La problématique posée par l’évaluation de la compétence de communication en
langues étrangères, en particulier la définition de nouveaux critères dits
« pragmatiques », va nous permettre de rendre (un peu) compte des multiples
formes que prend notre quête de la rationalisation du « chaos » et de la difficulté à
stabiliser un objet scientifique.
Tout le monde s’entend pour dire que D. Hymes est à l’origine de la remise en
question, en 1972, du concept de «compétence» de Chomsky, estimant que le
postulat d’un locuteur-auditeur idéal ne permet pas d’analyser la compétence dans
une vision globale et sociale de la communication et d’intégrer les variations
individuelles et situationnelles.

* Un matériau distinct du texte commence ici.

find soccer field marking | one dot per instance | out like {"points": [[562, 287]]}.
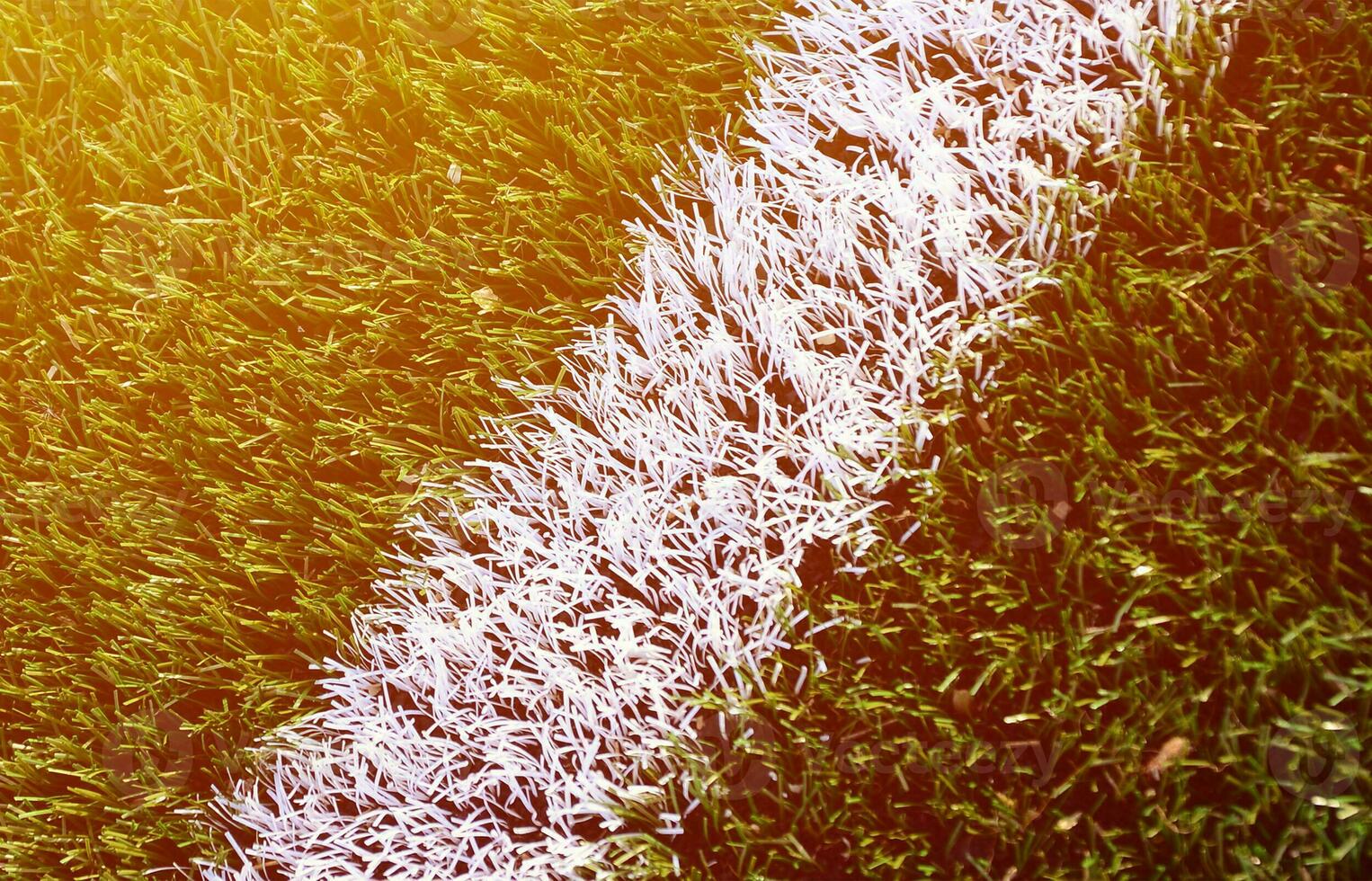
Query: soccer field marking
{"points": [[631, 538]]}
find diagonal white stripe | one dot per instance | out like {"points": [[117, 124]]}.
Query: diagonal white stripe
{"points": [[630, 538]]}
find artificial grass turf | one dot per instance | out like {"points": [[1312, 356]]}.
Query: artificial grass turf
{"points": [[261, 263], [1131, 633]]}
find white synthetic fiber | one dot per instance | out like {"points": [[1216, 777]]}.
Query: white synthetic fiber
{"points": [[631, 538]]}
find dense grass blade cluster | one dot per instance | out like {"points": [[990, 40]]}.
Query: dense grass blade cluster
{"points": [[630, 539], [261, 263], [1123, 630]]}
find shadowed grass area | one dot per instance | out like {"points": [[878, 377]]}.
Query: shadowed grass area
{"points": [[1131, 634], [260, 265]]}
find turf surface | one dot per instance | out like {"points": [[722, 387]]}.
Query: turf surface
{"points": [[1131, 634], [261, 263]]}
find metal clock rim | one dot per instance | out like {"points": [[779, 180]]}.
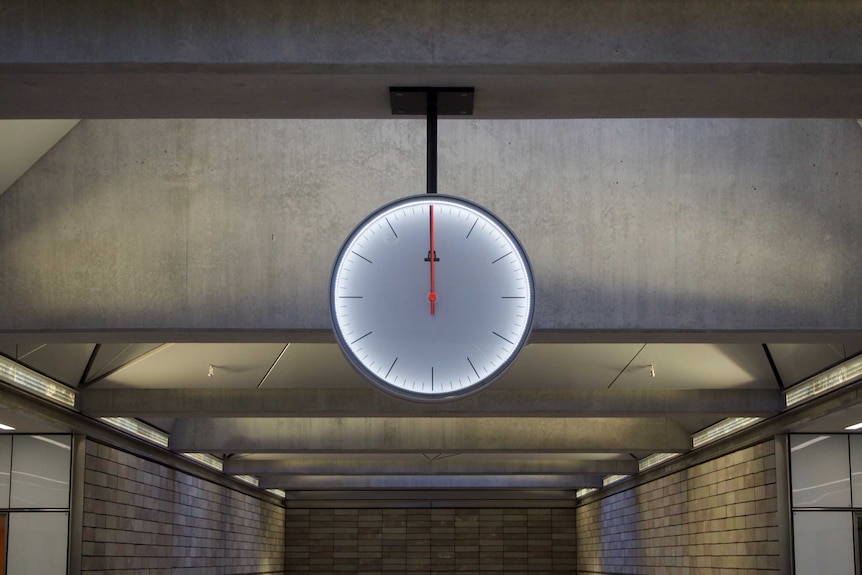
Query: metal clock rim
{"points": [[394, 390]]}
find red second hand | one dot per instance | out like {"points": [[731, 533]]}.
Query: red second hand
{"points": [[432, 297]]}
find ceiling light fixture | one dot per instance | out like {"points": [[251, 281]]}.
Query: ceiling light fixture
{"points": [[138, 429], [842, 374], [722, 429], [16, 374], [654, 459], [610, 479]]}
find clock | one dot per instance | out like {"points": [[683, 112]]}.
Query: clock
{"points": [[432, 297]]}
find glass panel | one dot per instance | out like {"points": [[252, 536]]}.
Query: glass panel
{"points": [[2, 543], [823, 542], [5, 469], [38, 543], [41, 467], [820, 470], [856, 469]]}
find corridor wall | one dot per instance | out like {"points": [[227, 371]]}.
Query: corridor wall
{"points": [[142, 516], [710, 519]]}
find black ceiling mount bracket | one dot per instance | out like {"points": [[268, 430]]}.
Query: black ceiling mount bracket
{"points": [[413, 101], [431, 103]]}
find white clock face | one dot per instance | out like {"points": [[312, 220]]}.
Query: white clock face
{"points": [[424, 327]]}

Il propose de reprendre le concept chomskyen
« compétence/performance » et de l’élargir à la notion plus englobante et unifiante
de « compétence de communication ». Hymes souhaite ainsi s’intéresser à l’acteur
social réel et aux systèmes de règles qui régissent toute communication langagière.

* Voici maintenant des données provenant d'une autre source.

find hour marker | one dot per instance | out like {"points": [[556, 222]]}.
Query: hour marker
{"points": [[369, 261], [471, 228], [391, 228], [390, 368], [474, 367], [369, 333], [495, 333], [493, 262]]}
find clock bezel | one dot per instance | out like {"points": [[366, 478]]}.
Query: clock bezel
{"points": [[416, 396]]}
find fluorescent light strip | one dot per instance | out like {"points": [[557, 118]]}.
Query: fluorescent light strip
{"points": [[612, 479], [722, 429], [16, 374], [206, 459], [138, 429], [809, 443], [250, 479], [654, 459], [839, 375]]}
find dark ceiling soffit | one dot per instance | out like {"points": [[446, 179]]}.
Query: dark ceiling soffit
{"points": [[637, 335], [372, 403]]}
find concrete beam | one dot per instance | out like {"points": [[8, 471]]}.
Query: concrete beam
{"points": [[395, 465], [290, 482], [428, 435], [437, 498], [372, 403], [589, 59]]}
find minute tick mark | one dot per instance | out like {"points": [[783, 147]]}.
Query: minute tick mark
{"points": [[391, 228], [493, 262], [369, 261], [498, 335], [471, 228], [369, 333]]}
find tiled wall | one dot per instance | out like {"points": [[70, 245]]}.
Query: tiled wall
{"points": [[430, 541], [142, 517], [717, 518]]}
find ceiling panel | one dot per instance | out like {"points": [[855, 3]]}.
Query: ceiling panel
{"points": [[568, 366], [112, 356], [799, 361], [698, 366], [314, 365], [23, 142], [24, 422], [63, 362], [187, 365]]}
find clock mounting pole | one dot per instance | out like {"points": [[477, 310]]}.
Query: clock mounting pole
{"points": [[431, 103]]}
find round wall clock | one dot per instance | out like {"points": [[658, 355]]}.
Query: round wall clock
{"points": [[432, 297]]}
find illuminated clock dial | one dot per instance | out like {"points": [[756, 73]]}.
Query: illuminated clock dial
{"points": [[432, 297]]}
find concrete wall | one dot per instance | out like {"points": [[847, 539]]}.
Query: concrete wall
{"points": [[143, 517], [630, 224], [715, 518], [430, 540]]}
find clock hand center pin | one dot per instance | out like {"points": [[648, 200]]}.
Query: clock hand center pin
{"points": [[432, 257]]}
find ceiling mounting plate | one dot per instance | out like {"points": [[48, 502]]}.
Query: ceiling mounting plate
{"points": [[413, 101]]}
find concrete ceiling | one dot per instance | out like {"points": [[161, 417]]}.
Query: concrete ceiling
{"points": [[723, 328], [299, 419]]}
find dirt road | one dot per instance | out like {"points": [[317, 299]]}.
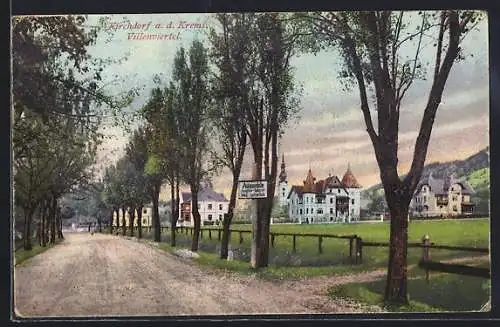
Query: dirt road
{"points": [[103, 275]]}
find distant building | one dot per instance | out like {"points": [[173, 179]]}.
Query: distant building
{"points": [[211, 205], [328, 200], [147, 217], [435, 197], [283, 189]]}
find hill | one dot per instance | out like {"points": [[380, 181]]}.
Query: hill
{"points": [[475, 168], [460, 168]]}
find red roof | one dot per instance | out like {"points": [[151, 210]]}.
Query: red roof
{"points": [[349, 180]]}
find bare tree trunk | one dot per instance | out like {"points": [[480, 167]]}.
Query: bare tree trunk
{"points": [[139, 221], [53, 220], [117, 210], [256, 251], [174, 186], [42, 224], [28, 215], [156, 214], [124, 221], [268, 203], [131, 213], [59, 224], [196, 218], [227, 219], [397, 285]]}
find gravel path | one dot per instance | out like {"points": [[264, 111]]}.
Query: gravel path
{"points": [[104, 275]]}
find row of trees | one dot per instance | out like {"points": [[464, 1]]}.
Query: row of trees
{"points": [[249, 96], [57, 105], [237, 93]]}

Voyons comment les linguistes travaillent ce nouvel objet. Certains linguistes
prennent conscience que l’objet de la linguistique n’est pas simplement de rendre
compte de la « compétence linguistique/grammaticale », qui serait universelle et
virtuelle, et qui caractériserait la faculté de langage, mais également de décrire les
compétences effectives mises en œuvre par des sujets sociaux réels. On affirme
ainsi (par exemple F. Flahault, 1978) que l’acquisition d’un ensemble de règles, d’un
code, n’est pas une condition suffisante pour interpréter un message, pour faire
sens. Or ce dont on a besoin c’est une conception de la parole et de l’acteur social.
Cette critique estime qu’il ne saurait y avoir de règles ou de conventions préétablies,
règles qui s’imposeraient de l’extérieur à l’individu. La communication n’est pas la
simple exécution d’un code et d’un jeu de règles sociales prêts à l’emploi. C’est au
contraire une mise en oeuvre chaque fois originale de ressources et de capacités
cognitives pour des interactions sociales. Cet élargissement permet également de
poser le traitement du langage comme un double processus de production et
d’interprétation. Certains linguistes vont ainsi s’intéresser à la « machine
interprétative » (Kerbrat-Orecchioni, 1986). D’autres vont tenter de mettre en
évidence les opérations d’énonciation. De nouvelles approches linguistiques
explorent de diverses façons ce nouveau questionnement : citons les linguistiques du
discours, de l’énonciation, de l’acquisition, de l’interaction et de la pragmatique. La
définition de la compétence langagière est l’une des conséquences de cette
(r)évolution épistémologique. On se contentera d’illustrer ce point par deux
exemples.
Faut-il dire les évidences : décrire la « machine interprétative » est d’une grande
complexité et suppose des approches multiples. Ces recherches (et bien d’autres)
ont permis d’intégrer de nouvelles notions mais aussi de nouvelles méthodes issues
des linguistiques du discours, de l’énonciation, de l’interaction. Ces nouvelles
linguistiques étaient initialement considérées comme secondaires et mineures.
D’aucuns affirment qu’elles constituent maintenant les seules approches innovantes
pour la linguistique, c’est-à-dire que la pragmatique a remplacé la linguistique.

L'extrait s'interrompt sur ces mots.